De nouvelles lectrices
D’ailleurs, selon Diglee, Internet est un fabuleux véhicule pour toutes les formes poétiques. Il s’agit même d’un lieu particulièrement adapté au fragment. “Ce que j’ai voulu montrer avec mes illustrations c’est que la poésie est très proche de la chanson, explique-t-elle. On peut l’emporter avec soi et être nourri d’un seul ver. Elle est vraiment dans l’air du temps, on peut la lire par petites touches.” Sophie Bobineau, qui fait partie des fondatrices du festival Vibrations Poétiques, qui se déroulera les 23 et 24 mars à La Rochelle, partage cet avis. “La poésie est un moyen de se nourrir dans un monde qui semble perdre du sens et de l’humanité, estime-t-elle. On est dans des rythmes de vie très accélérés avec des temps courts. En cela, la poésie est très adaptée à notre époque, on n’a pas besoin de lire 50 pages pour se trouver profondément ému. Aujourd’hui elle n’est pas seulement une poésie d’alexandrins, elle prend des formes très différentes, très novatrices. Notre but est de montrer qu’elle n’est ni élitiste, ni inaccessible.”

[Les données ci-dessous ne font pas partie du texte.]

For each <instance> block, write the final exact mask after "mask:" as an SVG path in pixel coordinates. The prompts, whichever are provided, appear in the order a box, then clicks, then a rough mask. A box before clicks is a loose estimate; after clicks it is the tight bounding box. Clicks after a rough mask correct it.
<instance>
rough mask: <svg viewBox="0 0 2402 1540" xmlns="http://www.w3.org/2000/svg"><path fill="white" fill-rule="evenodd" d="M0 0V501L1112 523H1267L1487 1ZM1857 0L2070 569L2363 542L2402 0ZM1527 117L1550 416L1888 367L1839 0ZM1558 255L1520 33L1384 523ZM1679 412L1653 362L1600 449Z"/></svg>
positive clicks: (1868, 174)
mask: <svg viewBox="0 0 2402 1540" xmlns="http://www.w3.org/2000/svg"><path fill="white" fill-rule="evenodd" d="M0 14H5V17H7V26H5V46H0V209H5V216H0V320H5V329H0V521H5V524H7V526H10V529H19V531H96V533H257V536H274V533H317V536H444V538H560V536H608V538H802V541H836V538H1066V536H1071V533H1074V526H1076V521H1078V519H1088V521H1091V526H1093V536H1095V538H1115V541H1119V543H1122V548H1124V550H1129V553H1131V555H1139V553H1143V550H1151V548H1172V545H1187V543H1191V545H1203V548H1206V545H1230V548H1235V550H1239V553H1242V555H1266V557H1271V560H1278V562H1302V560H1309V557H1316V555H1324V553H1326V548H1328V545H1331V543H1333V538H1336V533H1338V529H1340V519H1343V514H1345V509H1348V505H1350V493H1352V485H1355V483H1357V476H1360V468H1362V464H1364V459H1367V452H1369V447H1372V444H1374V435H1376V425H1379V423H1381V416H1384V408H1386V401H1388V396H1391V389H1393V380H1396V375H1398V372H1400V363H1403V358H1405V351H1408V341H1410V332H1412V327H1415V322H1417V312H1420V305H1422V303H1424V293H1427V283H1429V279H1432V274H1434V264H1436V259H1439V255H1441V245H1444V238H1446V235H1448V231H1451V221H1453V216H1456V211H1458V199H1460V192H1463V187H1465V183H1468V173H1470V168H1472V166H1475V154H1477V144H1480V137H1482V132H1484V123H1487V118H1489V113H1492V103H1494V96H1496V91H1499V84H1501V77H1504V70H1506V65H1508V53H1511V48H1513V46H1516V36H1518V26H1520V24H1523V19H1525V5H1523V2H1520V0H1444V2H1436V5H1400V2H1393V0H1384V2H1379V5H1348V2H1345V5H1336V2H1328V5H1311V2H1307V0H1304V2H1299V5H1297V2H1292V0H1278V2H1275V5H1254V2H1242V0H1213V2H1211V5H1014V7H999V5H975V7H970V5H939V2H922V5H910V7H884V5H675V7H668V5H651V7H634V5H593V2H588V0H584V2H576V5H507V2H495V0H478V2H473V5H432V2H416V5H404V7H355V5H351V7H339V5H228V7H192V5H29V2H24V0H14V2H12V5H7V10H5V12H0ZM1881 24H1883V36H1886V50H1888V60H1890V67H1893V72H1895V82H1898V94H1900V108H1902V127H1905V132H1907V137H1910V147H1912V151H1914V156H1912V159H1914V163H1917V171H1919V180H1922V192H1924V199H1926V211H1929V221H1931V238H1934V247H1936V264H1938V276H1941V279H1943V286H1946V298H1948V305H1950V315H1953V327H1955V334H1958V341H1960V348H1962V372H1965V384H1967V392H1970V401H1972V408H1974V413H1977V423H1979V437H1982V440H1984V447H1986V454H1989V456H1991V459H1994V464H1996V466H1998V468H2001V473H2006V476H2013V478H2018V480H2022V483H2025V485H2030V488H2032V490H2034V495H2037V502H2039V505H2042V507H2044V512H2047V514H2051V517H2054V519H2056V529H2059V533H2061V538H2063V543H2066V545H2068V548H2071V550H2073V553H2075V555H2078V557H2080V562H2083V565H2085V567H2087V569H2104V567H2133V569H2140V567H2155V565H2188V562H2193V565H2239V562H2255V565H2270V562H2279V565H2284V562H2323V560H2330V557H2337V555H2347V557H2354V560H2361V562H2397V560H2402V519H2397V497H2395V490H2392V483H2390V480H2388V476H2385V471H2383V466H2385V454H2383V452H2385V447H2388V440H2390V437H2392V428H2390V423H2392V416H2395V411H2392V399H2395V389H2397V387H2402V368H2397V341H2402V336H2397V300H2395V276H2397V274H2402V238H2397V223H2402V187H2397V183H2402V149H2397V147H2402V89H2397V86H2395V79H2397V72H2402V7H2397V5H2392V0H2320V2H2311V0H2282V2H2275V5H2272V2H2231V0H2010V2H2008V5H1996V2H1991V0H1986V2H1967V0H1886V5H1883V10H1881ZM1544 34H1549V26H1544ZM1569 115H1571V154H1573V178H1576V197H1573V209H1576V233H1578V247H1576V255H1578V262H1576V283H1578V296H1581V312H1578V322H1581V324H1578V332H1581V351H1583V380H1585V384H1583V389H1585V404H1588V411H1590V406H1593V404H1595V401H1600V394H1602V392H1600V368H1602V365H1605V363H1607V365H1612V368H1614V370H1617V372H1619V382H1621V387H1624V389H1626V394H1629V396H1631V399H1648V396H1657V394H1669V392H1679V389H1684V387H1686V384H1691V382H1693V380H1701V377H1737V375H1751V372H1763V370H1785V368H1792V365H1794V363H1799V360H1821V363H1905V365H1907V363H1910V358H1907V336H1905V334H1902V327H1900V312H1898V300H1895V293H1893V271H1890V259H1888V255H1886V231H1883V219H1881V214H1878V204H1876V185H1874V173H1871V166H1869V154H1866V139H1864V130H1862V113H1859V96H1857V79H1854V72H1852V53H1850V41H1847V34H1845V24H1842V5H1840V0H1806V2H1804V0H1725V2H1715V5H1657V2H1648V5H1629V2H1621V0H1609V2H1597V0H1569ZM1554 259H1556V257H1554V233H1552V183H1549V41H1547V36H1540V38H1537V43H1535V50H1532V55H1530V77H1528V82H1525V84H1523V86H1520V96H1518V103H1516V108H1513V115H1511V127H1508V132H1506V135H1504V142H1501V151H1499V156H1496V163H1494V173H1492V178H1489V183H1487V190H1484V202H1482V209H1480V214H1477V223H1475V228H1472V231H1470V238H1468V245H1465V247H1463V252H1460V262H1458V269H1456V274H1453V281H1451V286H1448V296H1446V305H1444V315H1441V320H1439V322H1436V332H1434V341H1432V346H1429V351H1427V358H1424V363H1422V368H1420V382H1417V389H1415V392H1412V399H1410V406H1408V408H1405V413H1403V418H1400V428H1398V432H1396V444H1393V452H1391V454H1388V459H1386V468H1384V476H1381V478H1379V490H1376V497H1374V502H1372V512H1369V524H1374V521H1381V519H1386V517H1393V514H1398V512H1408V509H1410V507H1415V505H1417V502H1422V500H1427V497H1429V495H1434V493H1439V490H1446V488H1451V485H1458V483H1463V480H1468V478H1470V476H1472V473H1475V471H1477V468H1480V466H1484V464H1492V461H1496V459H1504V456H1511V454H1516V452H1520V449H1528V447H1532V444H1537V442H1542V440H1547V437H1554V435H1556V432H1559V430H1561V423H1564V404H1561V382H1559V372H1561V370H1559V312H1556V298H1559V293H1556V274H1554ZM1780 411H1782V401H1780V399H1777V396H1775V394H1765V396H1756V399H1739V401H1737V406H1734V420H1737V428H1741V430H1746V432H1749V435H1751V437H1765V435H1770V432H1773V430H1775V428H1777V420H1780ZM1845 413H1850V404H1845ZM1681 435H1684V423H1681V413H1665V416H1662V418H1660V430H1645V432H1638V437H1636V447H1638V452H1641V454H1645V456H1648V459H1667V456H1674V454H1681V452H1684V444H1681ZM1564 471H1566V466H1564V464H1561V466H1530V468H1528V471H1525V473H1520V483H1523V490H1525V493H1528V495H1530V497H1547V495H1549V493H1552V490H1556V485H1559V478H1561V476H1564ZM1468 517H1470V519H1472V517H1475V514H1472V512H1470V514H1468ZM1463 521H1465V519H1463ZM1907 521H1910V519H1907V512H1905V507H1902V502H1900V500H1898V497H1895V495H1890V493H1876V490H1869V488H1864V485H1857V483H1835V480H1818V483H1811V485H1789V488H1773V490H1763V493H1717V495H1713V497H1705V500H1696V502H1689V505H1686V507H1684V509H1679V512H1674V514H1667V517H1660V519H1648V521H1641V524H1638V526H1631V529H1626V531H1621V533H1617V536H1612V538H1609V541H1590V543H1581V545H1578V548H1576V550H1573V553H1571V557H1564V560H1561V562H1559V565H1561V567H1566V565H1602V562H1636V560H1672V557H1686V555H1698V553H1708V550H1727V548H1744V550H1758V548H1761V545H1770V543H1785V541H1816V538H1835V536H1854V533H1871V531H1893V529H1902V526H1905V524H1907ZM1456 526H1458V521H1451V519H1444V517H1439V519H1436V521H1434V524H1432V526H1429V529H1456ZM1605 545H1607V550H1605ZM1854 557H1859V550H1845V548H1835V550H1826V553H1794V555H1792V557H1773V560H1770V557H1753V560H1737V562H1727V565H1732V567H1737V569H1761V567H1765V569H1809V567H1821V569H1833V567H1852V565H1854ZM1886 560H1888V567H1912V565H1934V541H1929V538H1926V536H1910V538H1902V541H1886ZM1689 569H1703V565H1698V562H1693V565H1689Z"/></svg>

Les lectrices venues acheter le recueil de Rupi Kaur décident souvent de se pencher sur le travail de ses aînées et de ses contemporaines.

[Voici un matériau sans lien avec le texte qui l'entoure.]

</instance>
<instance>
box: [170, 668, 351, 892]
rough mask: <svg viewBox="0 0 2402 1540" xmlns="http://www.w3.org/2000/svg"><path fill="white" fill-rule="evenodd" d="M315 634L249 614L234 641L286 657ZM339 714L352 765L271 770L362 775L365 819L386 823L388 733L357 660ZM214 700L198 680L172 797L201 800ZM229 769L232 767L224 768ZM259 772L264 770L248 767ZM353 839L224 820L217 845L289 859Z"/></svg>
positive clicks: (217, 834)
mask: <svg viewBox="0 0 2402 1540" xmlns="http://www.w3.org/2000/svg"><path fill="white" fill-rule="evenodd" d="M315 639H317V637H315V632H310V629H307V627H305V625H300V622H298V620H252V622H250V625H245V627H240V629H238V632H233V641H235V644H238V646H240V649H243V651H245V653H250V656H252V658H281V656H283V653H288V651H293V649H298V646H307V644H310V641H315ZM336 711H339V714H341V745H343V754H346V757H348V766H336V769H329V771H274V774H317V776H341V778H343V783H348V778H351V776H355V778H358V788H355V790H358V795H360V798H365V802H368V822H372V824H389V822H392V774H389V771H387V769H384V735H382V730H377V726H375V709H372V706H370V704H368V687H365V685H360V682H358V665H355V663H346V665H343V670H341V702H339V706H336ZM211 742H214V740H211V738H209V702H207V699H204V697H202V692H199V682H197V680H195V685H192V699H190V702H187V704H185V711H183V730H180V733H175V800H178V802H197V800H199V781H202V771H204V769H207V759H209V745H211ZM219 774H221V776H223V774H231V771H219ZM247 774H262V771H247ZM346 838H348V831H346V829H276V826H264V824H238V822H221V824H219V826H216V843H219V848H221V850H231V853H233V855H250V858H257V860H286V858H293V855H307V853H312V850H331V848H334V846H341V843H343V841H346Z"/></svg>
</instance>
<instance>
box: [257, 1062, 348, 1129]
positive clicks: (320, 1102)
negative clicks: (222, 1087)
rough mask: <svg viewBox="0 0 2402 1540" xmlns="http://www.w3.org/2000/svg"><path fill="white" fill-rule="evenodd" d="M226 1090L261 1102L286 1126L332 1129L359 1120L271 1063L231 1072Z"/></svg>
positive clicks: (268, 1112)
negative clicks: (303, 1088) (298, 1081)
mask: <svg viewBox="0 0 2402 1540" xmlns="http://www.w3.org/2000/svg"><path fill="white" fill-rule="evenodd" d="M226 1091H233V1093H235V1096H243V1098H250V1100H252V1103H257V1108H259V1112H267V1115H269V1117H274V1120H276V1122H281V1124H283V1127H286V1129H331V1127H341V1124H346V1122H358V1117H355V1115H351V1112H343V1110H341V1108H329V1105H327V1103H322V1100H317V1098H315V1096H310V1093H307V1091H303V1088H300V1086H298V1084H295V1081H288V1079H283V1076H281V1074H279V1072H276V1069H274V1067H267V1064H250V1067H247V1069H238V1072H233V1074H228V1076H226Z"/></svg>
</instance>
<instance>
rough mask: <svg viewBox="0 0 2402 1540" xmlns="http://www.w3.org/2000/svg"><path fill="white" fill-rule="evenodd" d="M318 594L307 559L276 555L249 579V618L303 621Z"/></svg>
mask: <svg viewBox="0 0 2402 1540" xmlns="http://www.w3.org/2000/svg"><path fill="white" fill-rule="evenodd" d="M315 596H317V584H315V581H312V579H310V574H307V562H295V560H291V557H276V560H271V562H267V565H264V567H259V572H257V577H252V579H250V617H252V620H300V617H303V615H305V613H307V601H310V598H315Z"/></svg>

Qui dit nouvelles poétesses dit aussi nouveau public. L’année suivant la publication du premier recueil de Rupy Kaur en Grande-Bretagne, le Nielsen Book Research notait une augmentation de 13% des ventes au sein des rayons Poésie des librairies. “On a vu un vrai engouement pour Lait et miel, explique Solveig Touzé, qui a cofondé la librairie féministe La Nuit des Temps à Rennes. Des clientes qui ne lisaient pas ou peu de poésie et qui habituellement s’intéressaient plutôt à notre rayon Sciences humaines sont allées s’emparer de ce texte pour sa portée féministe. En règle générale, il y a une forme de sororité qui s’est mise en place: les lectrices qui veulent soutenir le travail des femmes décident de les soutenir aussi dans leur travail poétique, genre qui reste méconnu. Elles en ont souvent entendu parler sur les réseaux sociaux.”

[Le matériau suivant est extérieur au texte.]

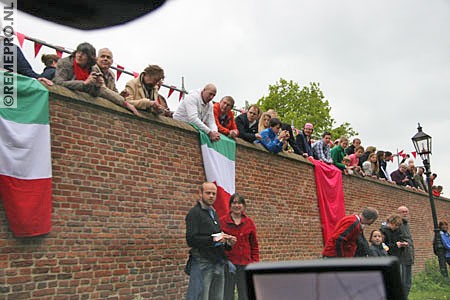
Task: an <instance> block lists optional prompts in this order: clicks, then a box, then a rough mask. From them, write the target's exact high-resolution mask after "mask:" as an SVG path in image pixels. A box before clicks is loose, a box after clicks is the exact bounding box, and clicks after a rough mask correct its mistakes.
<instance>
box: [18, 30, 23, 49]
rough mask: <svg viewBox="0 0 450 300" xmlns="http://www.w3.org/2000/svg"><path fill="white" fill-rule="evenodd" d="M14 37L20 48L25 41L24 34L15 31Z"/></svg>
mask: <svg viewBox="0 0 450 300" xmlns="http://www.w3.org/2000/svg"><path fill="white" fill-rule="evenodd" d="M16 37H17V40H18V41H19V45H20V48H22V46H23V41H24V40H25V34H23V33H20V32H17V31H16Z"/></svg>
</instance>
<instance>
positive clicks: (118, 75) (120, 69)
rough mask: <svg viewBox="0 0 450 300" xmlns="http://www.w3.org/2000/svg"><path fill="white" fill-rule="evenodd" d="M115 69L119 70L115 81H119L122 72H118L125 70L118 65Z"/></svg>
mask: <svg viewBox="0 0 450 300" xmlns="http://www.w3.org/2000/svg"><path fill="white" fill-rule="evenodd" d="M117 69H119V70H117V80H119V78H120V75H122V71H120V70H125V68H124V67H122V66H120V65H117Z"/></svg>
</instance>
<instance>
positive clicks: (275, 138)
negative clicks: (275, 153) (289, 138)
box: [260, 118, 289, 153]
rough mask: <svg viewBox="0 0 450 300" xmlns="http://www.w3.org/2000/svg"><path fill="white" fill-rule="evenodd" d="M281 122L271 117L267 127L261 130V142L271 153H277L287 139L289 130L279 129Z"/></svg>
mask: <svg viewBox="0 0 450 300" xmlns="http://www.w3.org/2000/svg"><path fill="white" fill-rule="evenodd" d="M281 126H282V123H281V121H280V120H279V119H277V118H271V119H270V121H269V128H267V129H264V130H263V131H261V141H260V142H261V144H263V146H264V147H265V148H266V149H267V150H268V151H269V152H272V153H278V152H281V150H283V146H285V145H287V141H288V139H289V132H288V131H287V130H282V131H281Z"/></svg>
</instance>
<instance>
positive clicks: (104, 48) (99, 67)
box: [92, 48, 119, 93]
mask: <svg viewBox="0 0 450 300" xmlns="http://www.w3.org/2000/svg"><path fill="white" fill-rule="evenodd" d="M112 63H113V54H112V52H111V50H109V49H108V48H102V49H100V50H98V57H97V63H96V64H95V65H94V66H93V67H92V71H93V72H96V73H100V72H101V73H102V77H103V81H104V82H105V86H106V87H107V88H108V89H110V90H112V91H114V92H116V93H118V92H119V91H118V90H117V87H116V78H115V76H114V73H113V71H112V70H111V69H110V68H111V65H112Z"/></svg>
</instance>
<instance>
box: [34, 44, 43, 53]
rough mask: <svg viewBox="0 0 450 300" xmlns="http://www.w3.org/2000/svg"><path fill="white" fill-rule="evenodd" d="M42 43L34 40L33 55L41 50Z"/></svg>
mask: <svg viewBox="0 0 450 300" xmlns="http://www.w3.org/2000/svg"><path fill="white" fill-rule="evenodd" d="M41 47H42V44H39V43H38V42H34V57H36V56H37V55H38V53H39V51H40V50H41Z"/></svg>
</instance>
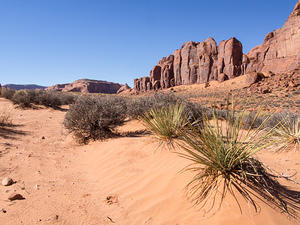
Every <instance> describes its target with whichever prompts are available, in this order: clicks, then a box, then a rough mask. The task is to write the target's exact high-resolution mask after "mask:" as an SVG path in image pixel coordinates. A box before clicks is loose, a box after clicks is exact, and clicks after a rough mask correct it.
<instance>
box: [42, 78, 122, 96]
mask: <svg viewBox="0 0 300 225" xmlns="http://www.w3.org/2000/svg"><path fill="white" fill-rule="evenodd" d="M121 87H122V85H121V84H117V83H112V82H107V81H100V80H89V79H81V80H76V81H74V82H73V83H70V84H56V85H54V86H51V87H48V88H47V89H46V90H55V91H62V92H82V93H105V94H115V93H117V91H118V90H119V89H120V88H121Z"/></svg>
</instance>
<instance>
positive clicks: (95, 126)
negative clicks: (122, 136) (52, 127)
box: [64, 96, 126, 143]
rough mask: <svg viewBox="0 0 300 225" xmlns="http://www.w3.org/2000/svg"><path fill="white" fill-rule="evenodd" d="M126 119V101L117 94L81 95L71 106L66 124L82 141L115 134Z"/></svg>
mask: <svg viewBox="0 0 300 225" xmlns="http://www.w3.org/2000/svg"><path fill="white" fill-rule="evenodd" d="M125 119H126V101H125V100H124V98H122V97H117V96H81V97H78V99H77V100H76V102H75V103H74V104H73V105H71V106H70V109H69V111H68V113H67V114H66V116H65V119H64V126H65V127H66V128H67V130H69V132H71V133H73V134H74V136H75V138H76V140H77V141H78V142H80V143H87V142H88V141H89V140H91V139H92V140H97V139H105V138H108V137H111V136H113V135H115V133H114V128H115V127H116V126H118V125H121V124H123V122H124V121H125Z"/></svg>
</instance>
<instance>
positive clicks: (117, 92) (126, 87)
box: [117, 84, 131, 94]
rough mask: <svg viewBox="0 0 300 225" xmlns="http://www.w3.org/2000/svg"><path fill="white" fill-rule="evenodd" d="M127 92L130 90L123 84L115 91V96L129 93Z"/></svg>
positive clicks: (128, 88) (129, 87)
mask: <svg viewBox="0 0 300 225" xmlns="http://www.w3.org/2000/svg"><path fill="white" fill-rule="evenodd" d="M129 90H131V88H130V87H129V86H128V84H124V85H123V86H122V87H120V88H119V90H118V91H117V94H120V93H122V92H126V91H129Z"/></svg>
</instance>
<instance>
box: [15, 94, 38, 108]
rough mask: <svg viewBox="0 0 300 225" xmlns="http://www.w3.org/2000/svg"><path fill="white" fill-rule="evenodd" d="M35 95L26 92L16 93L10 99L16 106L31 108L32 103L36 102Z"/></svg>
mask: <svg viewBox="0 0 300 225" xmlns="http://www.w3.org/2000/svg"><path fill="white" fill-rule="evenodd" d="M34 97H35V96H34V95H31V94H29V92H28V91H26V90H20V91H16V92H15V94H14V95H13V96H12V98H11V99H10V100H11V101H12V102H13V103H14V104H17V105H19V106H20V107H22V108H28V107H31V103H33V101H34Z"/></svg>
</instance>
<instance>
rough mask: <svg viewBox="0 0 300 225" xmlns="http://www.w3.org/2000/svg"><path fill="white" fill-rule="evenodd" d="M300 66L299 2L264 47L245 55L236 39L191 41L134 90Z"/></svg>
mask: <svg viewBox="0 0 300 225" xmlns="http://www.w3.org/2000/svg"><path fill="white" fill-rule="evenodd" d="M299 65H300V1H298V3H297V4H296V6H295V9H294V10H293V12H292V13H291V15H290V16H289V18H288V19H287V21H286V23H285V24H284V26H283V27H282V28H280V29H277V30H275V31H273V32H270V33H268V34H267V35H266V37H265V40H264V42H263V44H262V45H260V46H257V47H255V48H253V49H252V50H251V51H250V52H249V53H248V54H243V46H242V43H241V42H240V41H238V40H237V39H236V38H234V37H233V38H230V39H229V40H224V41H221V42H220V43H219V44H218V45H217V43H216V42H215V40H214V39H213V38H208V39H206V40H205V41H204V42H192V41H190V42H187V43H185V44H183V46H182V47H181V48H180V49H177V50H176V51H175V52H174V53H173V54H172V55H169V56H168V57H164V58H163V59H161V60H160V61H159V62H158V64H157V65H156V66H154V67H153V68H152V70H151V71H150V76H149V77H142V78H140V79H135V80H134V89H135V91H137V92H143V91H148V90H158V89H164V88H169V87H172V86H175V85H182V84H184V85H185V84H195V83H207V82H209V81H211V80H218V81H220V82H223V81H225V80H227V79H232V78H234V77H236V76H240V75H243V74H248V73H251V72H269V71H271V72H273V73H282V72H285V71H291V70H293V69H295V68H297V67H299ZM250 77H251V76H250ZM252 78H253V77H252ZM249 82H250V83H251V82H252V81H250V80H249Z"/></svg>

Les lectrices venues acheter le recueil de Rupi Kaur décident souvent de se pencher sur le travail de ses aînées et de ses contemporaines: Cécile Coulon, Kate Tempest, Emily Dickinson, Sylvia Plath, Audre Lorde, Catherine Pozzi, Anna Akhmatova… “Des poétesses comme Rupi Kaur sont une vraie porte d’entrée vers un genre qui peut paraître fermé à de nombreux lecteurs, explique Claire Do Sêrro. Une jeune femme de 25 ans qui s’intéresse à Rupi Kaur va parfois avoir envie de prolonger ses lectures avec Baudelaire ou Emily Dickinson.” Diglee l’a aussi constaté au sein de sa communauté. “Beaucoup me disent: ‘Je n’avais jamais ouvert un livre de poésie depuis l’école et je ne pensais pas que c’était pour moi.’ J’adore changer cela!” Récemment, dans la petite librairie rennaise, l’anthologie Beat Attitude, qui met enfin en avant les voix féminines de la Beat Generation, a connu un beau succès. Preuve qu’il n’est jamais trop tard pour que les poétesses, anciennes ou nouvelles, fassent entendre leurs voix.